Plush on Steam

MSRP: $3.99

Platforms: Win, Mac, Linux

Release: 2/13/15

After goofing around in Plush, my first instinct was to call it yet another great concept with not quite successful execution, but I quickly realized that the execution is less of an issue than my expectation.  See, I was expecting a puzzle game where items just kind of settle into place in an orderly fashion; after all, what’s a better illustration of happiness than tidiness? At least, that’s what we’re supposed to believe.

Instead, Plush is more of a physics puzzler, where you need to drag the stuffed animals around the bed, limbs flopping about, and maybe the only way to make them happy is to drop them on their cute little faces and then carelessly toss another toy into their happiness radiance.  Yes, clearly the chaos bugs me just a little bit. I’m working through it.


There are three difficulty levels, and in all but the easiest, a stuffed animal hitting the floor (like that bear over by the nightstand on the right) forces a level restart. There’s a reason that carpet is red – the floor is lava. Just don’t drop anything, ok? Each different type of stuffed animal has different needs – bears want to cuddle, while unicorns want to be left alone (unless there are ponies. Unicorns love ponies). To complete a level, all you have to do is make sure every stuffed animal has a green circle around it.  The pillows are stationary and unpassable; you will need to maneuver around them.


The real charm of the game comes in the soothing voice of the narrator, who only sounds like he’s judging you a little bit when you close the level description before he’s done reading. Then there are the child’s voice, talking to her stuffed toys.

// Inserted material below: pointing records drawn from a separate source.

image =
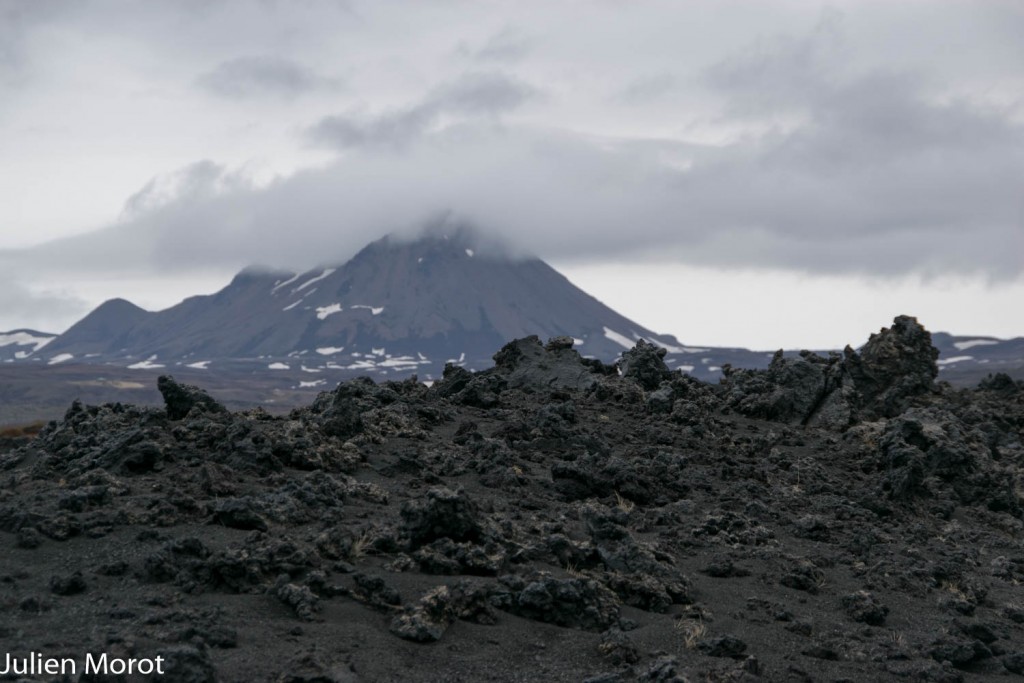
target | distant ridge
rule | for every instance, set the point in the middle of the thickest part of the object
(396, 304)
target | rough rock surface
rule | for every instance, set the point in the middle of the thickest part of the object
(550, 519)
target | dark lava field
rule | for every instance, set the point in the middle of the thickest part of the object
(841, 518)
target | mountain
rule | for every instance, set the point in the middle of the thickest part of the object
(19, 344)
(398, 307)
(395, 306)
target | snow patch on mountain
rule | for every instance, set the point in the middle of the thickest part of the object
(324, 311)
(23, 338)
(971, 343)
(146, 365)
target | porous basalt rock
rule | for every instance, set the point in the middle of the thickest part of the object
(182, 398)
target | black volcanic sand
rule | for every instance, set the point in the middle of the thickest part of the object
(837, 518)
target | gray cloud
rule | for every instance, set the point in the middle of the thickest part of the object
(505, 46)
(263, 75)
(25, 307)
(473, 94)
(840, 167)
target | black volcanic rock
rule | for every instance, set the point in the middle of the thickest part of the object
(634, 526)
(893, 368)
(180, 398)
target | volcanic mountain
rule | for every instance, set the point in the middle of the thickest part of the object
(398, 305)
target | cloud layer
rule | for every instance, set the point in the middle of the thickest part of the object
(853, 140)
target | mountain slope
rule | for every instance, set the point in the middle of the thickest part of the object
(437, 298)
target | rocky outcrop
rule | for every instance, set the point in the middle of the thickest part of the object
(894, 367)
(552, 518)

It’s just syrupy kinds of cute, and it works.

Considering three difficulty options and 40 levels, it’s not a bad value, even before you consider the free play mode, where you can just toss stuffed animals around willy nilly as much as your computer can take.  My biggest critique is that this feels like a game that should be ported to mobile, because I think moving the animals could be immensely satisfying with a touch screen.